US 12,254,691 B2
	Cooperative-contrastive learning systems and methods
Nishant Rai, Stanford, CA (US); Ehsan Adeli Mosabbeb, Menlo Park, CA (US); Kuan-Hui Lee, Los Altos, CA (US); Adrien Gaidon, Los Altos, CA (US); and Juan Carlos Niebles, Mountain View, CA (US)
Assigned to TOYOTA RESEARCH INSTITUTE, INC., Los Altos, CA (US); and THE BOARD OF TRUSTEES OF THE LELAND STANFORD JUNIOR UNIVERSITY, Stanford, CA (US)
Filed by TOYOTA RESEARCH INSTITUTE, INC., Los Altos, CA (US); and The Board of Trustees of the Leland Stanford Junior University, Stanford, CA (US)
Filed on Dec. 3, 2020, as Appl. No. 17/111,352.
Prior Publication US 2022/0180101 A1, Jun. 9, 2022
Int. Cl. G06V 20/40 (2022.01); G06N 20/00 (2019.01); G06V 30/194 (2022.01)

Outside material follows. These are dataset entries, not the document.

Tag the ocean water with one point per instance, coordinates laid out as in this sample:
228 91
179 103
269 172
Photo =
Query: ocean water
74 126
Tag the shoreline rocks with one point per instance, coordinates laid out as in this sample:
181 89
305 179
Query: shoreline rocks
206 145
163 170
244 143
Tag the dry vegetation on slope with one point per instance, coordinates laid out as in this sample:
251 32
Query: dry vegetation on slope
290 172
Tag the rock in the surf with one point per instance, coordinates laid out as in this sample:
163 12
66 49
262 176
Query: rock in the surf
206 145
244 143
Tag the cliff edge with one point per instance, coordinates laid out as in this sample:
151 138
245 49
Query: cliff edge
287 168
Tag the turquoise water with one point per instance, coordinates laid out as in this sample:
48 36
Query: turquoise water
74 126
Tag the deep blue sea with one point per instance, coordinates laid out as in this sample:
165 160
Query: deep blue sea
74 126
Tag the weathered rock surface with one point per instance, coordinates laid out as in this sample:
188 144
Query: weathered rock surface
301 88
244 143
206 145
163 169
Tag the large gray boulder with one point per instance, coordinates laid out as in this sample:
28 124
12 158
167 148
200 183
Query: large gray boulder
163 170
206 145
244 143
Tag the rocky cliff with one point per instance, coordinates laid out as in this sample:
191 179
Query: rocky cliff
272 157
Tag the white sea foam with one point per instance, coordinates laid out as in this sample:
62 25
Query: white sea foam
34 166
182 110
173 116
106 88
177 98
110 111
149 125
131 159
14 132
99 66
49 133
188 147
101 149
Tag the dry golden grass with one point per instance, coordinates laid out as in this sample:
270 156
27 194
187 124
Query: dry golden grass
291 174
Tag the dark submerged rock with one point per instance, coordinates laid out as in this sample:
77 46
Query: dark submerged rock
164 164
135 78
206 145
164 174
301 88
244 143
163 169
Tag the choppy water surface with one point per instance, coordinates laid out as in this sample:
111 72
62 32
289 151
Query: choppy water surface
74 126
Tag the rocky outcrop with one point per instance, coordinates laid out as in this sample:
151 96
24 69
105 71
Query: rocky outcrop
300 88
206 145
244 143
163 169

CPC G06V 20/41 (2022.01) [G06N 20/00 (2019.01); G06V 30/194 (2022.01)]

20 Claims

1. A method for multi-view self-supervised learning, comprising:

receiving a plurality of video sequences, the video sequences comprising a plurality of image frames;

applying selected images of a first and second video sequence of the plurality of video sequences to a plurality of different encoders to derive a plurality of embeddings for different views of the selected images of the first and second video sequences, the plurality of embeddings comprising RGB embeddings, flow embeddings, and KeyPoint embeddings;

determining distances of the derived plurality of embeddings for the selected images of the first and second video sequences;

detecting inconsistencies between distances of the RGB embeddings, distances of the flow embeddings, and distances of the KeyPoint embeddings outside a threshold distance; and

predicting semantics of a future image based on the determined distances.